To achieve this, we use a mixed Finite element and multi body dynamic modeling. The FEM model of the body front end and engine subframe is developed using Hypermesh. The engine block is modeled as a rigid body attached to the neighbor parts with rubber mounts. The modal natural file of the whole system is created by the aim of MSC/Nastran and exported to the ADAMS/View for further analysis. DOE approach is used to identify the most effective parameters in reducing the transmitted vibration to the occupants. Nine design variables consist of three axial components of mountings' stiffness is selected to determine the major design variables. Finally the optimum values of the selected parameters are derived to attain acceptable natural frequencies of the engine system using RSM method, which in turn will lead to reduced vibration transmissibility.

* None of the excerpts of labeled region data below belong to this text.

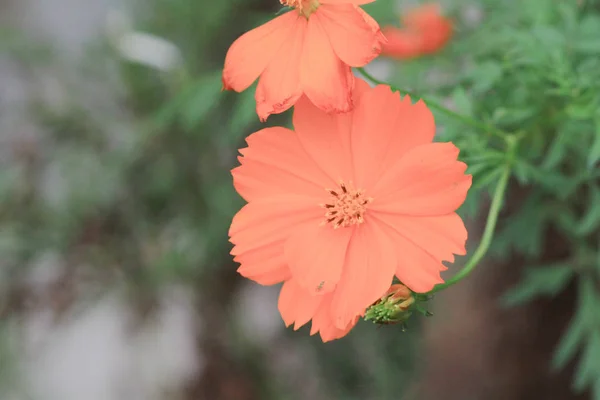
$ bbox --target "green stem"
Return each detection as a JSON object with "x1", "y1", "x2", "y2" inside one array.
[
  {"x1": 356, "y1": 67, "x2": 506, "y2": 138},
  {"x1": 427, "y1": 163, "x2": 511, "y2": 295}
]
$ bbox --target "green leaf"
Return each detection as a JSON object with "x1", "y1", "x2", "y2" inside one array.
[
  {"x1": 181, "y1": 70, "x2": 222, "y2": 130},
  {"x1": 575, "y1": 185, "x2": 600, "y2": 236},
  {"x1": 587, "y1": 117, "x2": 600, "y2": 169},
  {"x1": 229, "y1": 89, "x2": 258, "y2": 138},
  {"x1": 470, "y1": 167, "x2": 504, "y2": 190},
  {"x1": 471, "y1": 61, "x2": 502, "y2": 93},
  {"x1": 542, "y1": 130, "x2": 571, "y2": 169},
  {"x1": 452, "y1": 86, "x2": 473, "y2": 116},
  {"x1": 500, "y1": 263, "x2": 573, "y2": 307}
]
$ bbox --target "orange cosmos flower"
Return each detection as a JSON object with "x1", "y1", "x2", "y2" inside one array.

To evaluate the effect of the proposed set of mountings' stiffness, on the overall vibration behavior of the power train chain and body structure, the results of the original and modified mountings are simulated and compared in an extended model in ADAMS. This model includes the full body floor, engine, subframe and exhaust system. Comparison of the acceleration amplitude of the driver seat rail in a wide frequency range indicates remarkable improvement through proposed tuning.